Pre-computed reachability is an approximate analysis technique that determines vulnerability exposure by operating directly on dependency relationships and available metadata. This method eliminates the need for code compilation or full call graph generation while automatically treating all direct dependencies as reachable and focusing on analyzing transitive dependencies.
Pre-computed reachability offers a faster alternative to traditional analysis, enabling teams to assess potential risks when a full build or complete call graph is unavailable. It can serve as the primary method for quick scans or as the fallback option when traditional reachability analysis fails after a full scan. However, this approach may produce false positives.
To enable pre-computed reachability analysis, use the ENDOR_SCAN_ENABLE_PRECOMPUTED_CALLGRAPHS flag.
export ENDOR_SCAN_ENABLE_PRECOMPUTED_CALLGRAPHS=true
Once enabled, pre-computed reachability analysis is used in the following scenarios:
-
Quick Scan: When you run
endorctl scan --quick-scan, the system uses pre-computed reachability analysis. -
Full Scan: When you run
endorctl scan, the system attempts traditional call graph generation first and switches to pre-computed reachability only if the build fails.
Pre-computed reachability is supported for the following languages: java, javascript, typescript, kotlin, python, scala, and C#.
Scan modes and pre-computed reachability
Endor Labs supports multiple scan modes that can utilize pre-computed reachability analysis.

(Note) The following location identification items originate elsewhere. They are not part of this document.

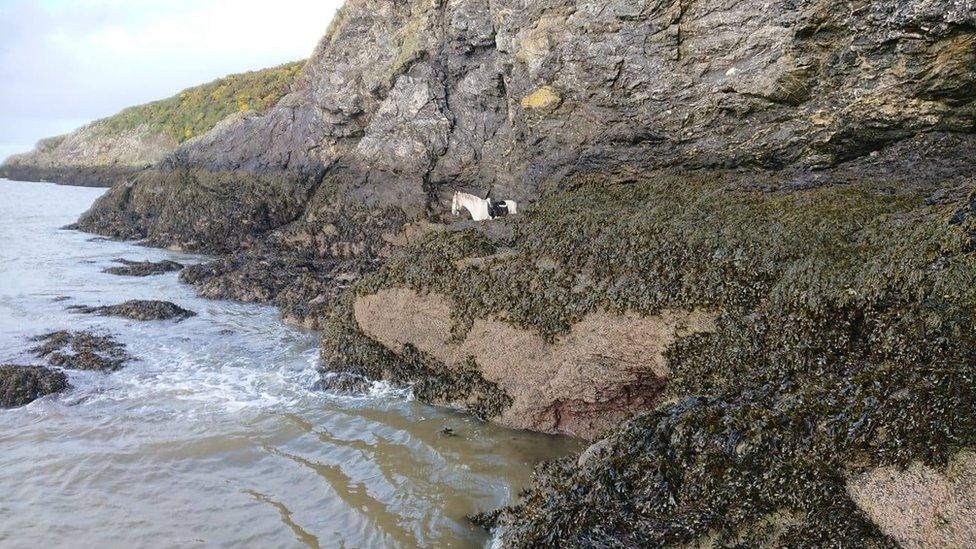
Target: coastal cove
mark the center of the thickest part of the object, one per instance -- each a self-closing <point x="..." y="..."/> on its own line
<point x="216" y="432"/>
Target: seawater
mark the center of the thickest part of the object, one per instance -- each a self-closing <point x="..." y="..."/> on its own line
<point x="215" y="436"/>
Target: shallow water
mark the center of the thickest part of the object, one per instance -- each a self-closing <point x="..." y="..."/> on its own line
<point x="216" y="436"/>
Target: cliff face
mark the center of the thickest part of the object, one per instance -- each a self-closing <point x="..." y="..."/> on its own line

The analysis type depends on whether a call graph is generated and whether pre-computed reachability is available as a fallback.
The following table summarizes how pre-computed reachability is used across different scan modes:
| Scan type | Reachability analysis type | Reachability Coverage | Call graph generated |
|---|---|---|---|
| Quick scan | None | None | ✗ |
| Quick scan with pre-computed flag | Pre-computed | Transitive dependencies | ✗ |
| Full scan | Full dependency-level and function-level | Direct and transitive dependencies | ✓ |
| Full scan with pre-computed flag | Dependency-level and function-level. If the code build fails, it falls back to pre-computed reachability | Direct and transitive dependencies | ✗ |
Pre-computer reachability analysis process
Pre-computed reachability analysis evaluates transitive dependencies using available metadata and entry points. This analysis provides an approximate assessment of vulnerability exposure in dependencies.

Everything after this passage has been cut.